None of this should lead us to lose sight however, of the fact that transference as a universal has singularity built into it, according it the status of psychoanalysis’s version of what is known in physics as a ‘universal variable’: it is an empty designator; a hollow sheaf; the hole at the centre of psychoanalytic theory indicating the non-place of psychoanalysis’s failure to coincide with itself and the blank around which analytic theory-praxis is organised, mirroring the non-(self)-coincidence of the ego. The manifestation of transference is a singularity that participates only in its own singularity; in transference, what is universal is precisely the guarantee that every time it will be singular, that each instance of transference will be different.
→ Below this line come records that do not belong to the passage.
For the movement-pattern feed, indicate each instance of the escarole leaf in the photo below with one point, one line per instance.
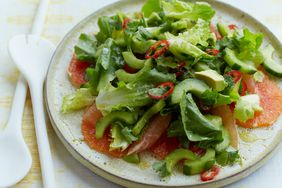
(121, 137)
(180, 47)
(248, 46)
(78, 100)
(127, 96)
(197, 127)
(110, 59)
(86, 47)
(178, 9)
(199, 34)
(151, 6)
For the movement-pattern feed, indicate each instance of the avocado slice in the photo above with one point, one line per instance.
(201, 164)
(212, 78)
(269, 64)
(133, 158)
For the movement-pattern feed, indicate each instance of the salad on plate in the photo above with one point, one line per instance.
(170, 82)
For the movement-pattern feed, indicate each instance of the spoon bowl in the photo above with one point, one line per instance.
(14, 155)
(32, 56)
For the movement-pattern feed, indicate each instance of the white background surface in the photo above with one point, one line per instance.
(62, 16)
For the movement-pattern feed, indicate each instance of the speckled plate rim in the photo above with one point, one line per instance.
(131, 183)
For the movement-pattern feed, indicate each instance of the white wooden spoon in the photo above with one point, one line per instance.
(15, 158)
(32, 56)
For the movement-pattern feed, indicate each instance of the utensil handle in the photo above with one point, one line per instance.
(15, 119)
(42, 136)
(39, 18)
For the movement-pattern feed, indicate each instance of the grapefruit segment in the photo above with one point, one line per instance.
(270, 100)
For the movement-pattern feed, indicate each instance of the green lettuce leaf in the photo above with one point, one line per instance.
(109, 60)
(86, 47)
(248, 46)
(246, 107)
(151, 6)
(199, 34)
(127, 96)
(182, 48)
(178, 9)
(78, 100)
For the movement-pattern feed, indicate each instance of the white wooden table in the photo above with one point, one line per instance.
(16, 17)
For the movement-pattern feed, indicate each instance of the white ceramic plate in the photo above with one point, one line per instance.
(68, 126)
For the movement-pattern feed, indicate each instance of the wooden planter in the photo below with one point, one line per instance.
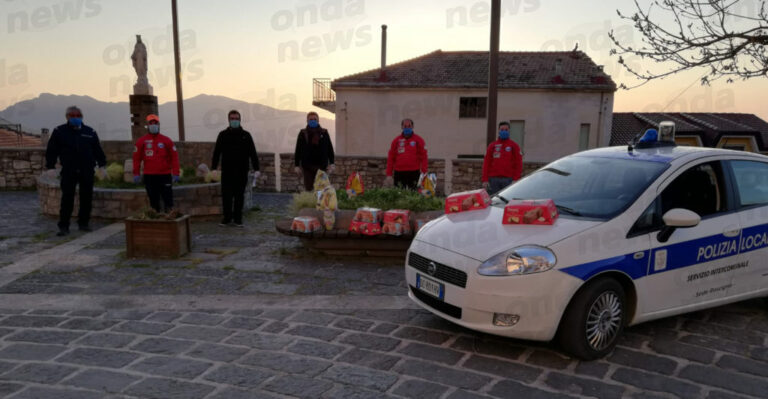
(157, 238)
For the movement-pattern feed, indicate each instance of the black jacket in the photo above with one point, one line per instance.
(318, 155)
(235, 148)
(77, 149)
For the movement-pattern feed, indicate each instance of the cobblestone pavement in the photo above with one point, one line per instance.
(249, 314)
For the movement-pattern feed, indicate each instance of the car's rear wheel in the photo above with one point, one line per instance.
(593, 320)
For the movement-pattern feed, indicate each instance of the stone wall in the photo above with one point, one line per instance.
(193, 153)
(466, 174)
(19, 167)
(193, 199)
(373, 170)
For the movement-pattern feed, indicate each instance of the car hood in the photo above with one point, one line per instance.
(480, 234)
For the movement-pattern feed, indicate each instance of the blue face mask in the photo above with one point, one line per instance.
(76, 122)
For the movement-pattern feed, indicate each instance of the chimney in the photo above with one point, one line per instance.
(383, 73)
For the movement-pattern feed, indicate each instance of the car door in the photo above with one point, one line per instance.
(683, 269)
(751, 190)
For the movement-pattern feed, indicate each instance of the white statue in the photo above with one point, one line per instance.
(139, 58)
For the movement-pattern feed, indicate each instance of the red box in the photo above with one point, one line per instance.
(397, 222)
(467, 201)
(306, 224)
(530, 212)
(369, 215)
(367, 228)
This, then, is one of the primary tasks of an analysis: to elucidate and dissolve these manifestations, unique to each treatment. But how is this to be done? Beginning to sketch an answer to this question will constitute the final part of this paper.
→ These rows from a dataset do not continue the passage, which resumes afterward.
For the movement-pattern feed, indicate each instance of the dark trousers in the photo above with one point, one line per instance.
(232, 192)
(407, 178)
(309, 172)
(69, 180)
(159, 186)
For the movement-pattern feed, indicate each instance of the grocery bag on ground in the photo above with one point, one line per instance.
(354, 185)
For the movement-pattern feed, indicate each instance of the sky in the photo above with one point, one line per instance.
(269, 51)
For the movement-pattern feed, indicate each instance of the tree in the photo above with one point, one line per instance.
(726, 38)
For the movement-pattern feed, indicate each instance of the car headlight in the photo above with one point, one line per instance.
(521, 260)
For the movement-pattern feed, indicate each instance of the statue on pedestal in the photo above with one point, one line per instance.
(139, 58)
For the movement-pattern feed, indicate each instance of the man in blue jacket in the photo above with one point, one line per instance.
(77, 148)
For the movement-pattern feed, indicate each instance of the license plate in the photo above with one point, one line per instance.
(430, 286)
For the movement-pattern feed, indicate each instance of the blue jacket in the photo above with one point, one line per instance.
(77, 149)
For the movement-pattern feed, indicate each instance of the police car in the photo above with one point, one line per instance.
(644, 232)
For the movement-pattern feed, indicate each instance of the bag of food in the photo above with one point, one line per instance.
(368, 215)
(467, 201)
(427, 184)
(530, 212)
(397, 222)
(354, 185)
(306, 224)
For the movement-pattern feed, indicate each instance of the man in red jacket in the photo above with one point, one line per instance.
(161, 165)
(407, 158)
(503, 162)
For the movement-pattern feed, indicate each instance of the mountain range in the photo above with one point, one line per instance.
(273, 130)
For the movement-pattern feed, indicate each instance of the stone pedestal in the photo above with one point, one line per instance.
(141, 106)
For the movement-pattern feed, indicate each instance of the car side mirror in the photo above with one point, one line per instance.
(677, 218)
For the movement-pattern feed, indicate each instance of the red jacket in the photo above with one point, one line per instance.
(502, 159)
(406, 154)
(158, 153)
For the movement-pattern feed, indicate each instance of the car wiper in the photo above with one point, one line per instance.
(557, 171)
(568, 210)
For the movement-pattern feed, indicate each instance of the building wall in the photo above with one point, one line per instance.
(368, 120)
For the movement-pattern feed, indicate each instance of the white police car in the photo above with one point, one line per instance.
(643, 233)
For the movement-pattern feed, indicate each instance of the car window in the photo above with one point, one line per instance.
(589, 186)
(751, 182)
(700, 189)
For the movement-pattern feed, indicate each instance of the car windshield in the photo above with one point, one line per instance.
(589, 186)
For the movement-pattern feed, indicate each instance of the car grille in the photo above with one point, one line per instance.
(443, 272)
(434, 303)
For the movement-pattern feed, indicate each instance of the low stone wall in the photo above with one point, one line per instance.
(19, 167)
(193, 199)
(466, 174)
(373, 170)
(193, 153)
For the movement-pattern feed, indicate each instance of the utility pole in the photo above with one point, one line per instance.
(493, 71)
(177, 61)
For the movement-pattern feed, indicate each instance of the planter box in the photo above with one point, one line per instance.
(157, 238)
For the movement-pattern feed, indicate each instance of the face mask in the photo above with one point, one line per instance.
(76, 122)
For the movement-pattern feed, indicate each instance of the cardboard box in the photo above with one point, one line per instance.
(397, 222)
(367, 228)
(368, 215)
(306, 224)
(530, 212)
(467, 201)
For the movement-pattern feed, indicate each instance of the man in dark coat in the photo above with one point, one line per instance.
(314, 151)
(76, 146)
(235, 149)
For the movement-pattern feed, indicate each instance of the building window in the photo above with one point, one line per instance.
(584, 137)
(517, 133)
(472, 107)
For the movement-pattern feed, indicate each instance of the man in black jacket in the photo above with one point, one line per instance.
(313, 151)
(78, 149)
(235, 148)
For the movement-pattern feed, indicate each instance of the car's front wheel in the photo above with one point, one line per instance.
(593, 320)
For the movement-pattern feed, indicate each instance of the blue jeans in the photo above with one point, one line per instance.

In the consulting room—all being well with the treatment, of course—transference enables the analyst to grasp the singular non-(self)-coincidence of the patient as universal and, qua universal, as a singular nothingness. The patient, however, experiences the inverse: they grasp themselves as complete inasmuch as, in their stoking of the transferential fires, they a(void) their void by discharging it onto the analyst or the analytic situation, leaving them with a comfort in their (illusory) sense of self-consistency. Now up to this point, we have been discussing the universal-singular as the non-(self)-coincidence of the ego. We have argued that the ego fails to correspond to itself provoking anxiety leading to transference, or the a(void)ance of incompleteness by the (re)location of egological gaps onto the figure of the analyst. In order for us to fully indicate the importance of non-(self)-coincidence however, we must now gesture towards the manner in which our discussion relates to the unconscious; since, as we have seen, the work of Freud aims at delineating a savoir-faire within the non-place of the egological gap as such, reconstructing the excluded ‘other scene’ by engaging the challenge of landscaping a non-egological terrain of knowledge-praxis. Psychoanalysis aims, in other words, at being a discourse and treatment that operates in the domain of the unconscious.
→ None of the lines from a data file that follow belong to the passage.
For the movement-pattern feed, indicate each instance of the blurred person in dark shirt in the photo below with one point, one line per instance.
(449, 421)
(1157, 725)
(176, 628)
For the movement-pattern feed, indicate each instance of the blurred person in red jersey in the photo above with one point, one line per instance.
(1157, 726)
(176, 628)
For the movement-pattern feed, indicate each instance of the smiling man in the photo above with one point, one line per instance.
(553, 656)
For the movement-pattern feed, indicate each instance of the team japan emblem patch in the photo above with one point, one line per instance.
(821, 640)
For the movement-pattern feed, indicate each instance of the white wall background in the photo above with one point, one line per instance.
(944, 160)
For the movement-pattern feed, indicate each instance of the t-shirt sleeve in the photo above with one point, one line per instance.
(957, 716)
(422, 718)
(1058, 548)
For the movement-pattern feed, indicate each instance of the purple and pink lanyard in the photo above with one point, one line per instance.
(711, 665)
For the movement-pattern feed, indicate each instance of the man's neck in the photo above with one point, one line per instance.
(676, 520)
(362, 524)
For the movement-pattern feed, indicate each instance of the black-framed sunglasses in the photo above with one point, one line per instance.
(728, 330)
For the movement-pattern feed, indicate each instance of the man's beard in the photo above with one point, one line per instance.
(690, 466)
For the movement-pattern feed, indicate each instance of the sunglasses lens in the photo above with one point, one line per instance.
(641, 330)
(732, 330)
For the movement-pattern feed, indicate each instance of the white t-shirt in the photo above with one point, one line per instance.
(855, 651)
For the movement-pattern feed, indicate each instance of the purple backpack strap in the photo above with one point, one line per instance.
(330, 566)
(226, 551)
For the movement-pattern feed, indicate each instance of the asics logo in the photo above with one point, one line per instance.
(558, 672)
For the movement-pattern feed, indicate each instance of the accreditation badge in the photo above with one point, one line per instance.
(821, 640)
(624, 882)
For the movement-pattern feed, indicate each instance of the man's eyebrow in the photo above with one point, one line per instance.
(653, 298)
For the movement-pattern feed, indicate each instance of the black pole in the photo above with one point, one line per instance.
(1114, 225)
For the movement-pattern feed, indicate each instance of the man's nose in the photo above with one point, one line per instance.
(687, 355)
It might be suggested that the positive phenomenological expression, in the clinic, of the existence of the unconscious, is found whenever the work knocks up against egological gaps – either the patient’s or the analyst’s – most recognisably in the well-known paraplexical forms but, also, in a slightly different register, in other obstacles in the work itself, frequently underpinned by fantasies regarding the analytic situation held by either the patient or the analyst. Now, the unconscious, from this point of view, just is the ego’s non-coincidence with itself: this clarifies why transference takes place unbeknownst to the patient. The elucidation of the unconscious as subsisting in the spaces of the non-(self)-coincidence of the ego, the sites of failed egological attempts to sustain a seamless fabric of perception and understanding about itself and the world, points us to perhaps the most famous statement from Freud’s key metapsychological paper on the unconscious, in which this is characterised by something entirely alien to the linear-logic of the ego: ‘exemption from mutual contradiction, primary process (mobility of cathexes), timelessness, and replacement of external by psychical reality’ (S.E. 14: 187). There is a negative theology in operation here; the unconscious is posited as functioning in accordance to a set of governing principles that are the obversion of egologic. This would suggest, then, a dialectical interaction between ego and unconscious. Where ego and unconscious are the inverse of one another, the conditions of each other’s possibility, they also constitute each other’s blind spots.
Thus, where the ego fails to correspond to itself, we speak of the unconscious; however, where the unconscious fails to meet itself, we speak of the ego. So, we can now see that if the ego misses itself by being universally-singular, the unconscious misses itself as singularly-universal, and these two terms stand in a non-reciprocal dialectical relation. In relation to neurotic suffering, this formulation permits a reading of the famous Freudian maxim, ‘Wo Es war, soll Ich werden’. The aim of the treatment is not, as the trite reception of this statement would have it, for the ego to usurp the unconscious, superseding and supplanting it. On the contrary: the task of analysis is to enable the ego to perceive how the very conditions of its possibility consist in the non-place of its failure to coincidence with itself, i.e. in its nothingness, or lack. Or, to put it more succinctly: part of the analytic endeavour is for the ego to gradually grasp that, without the unconscious, there would be no ego at all and to learn to tolerate the anxiety this produces.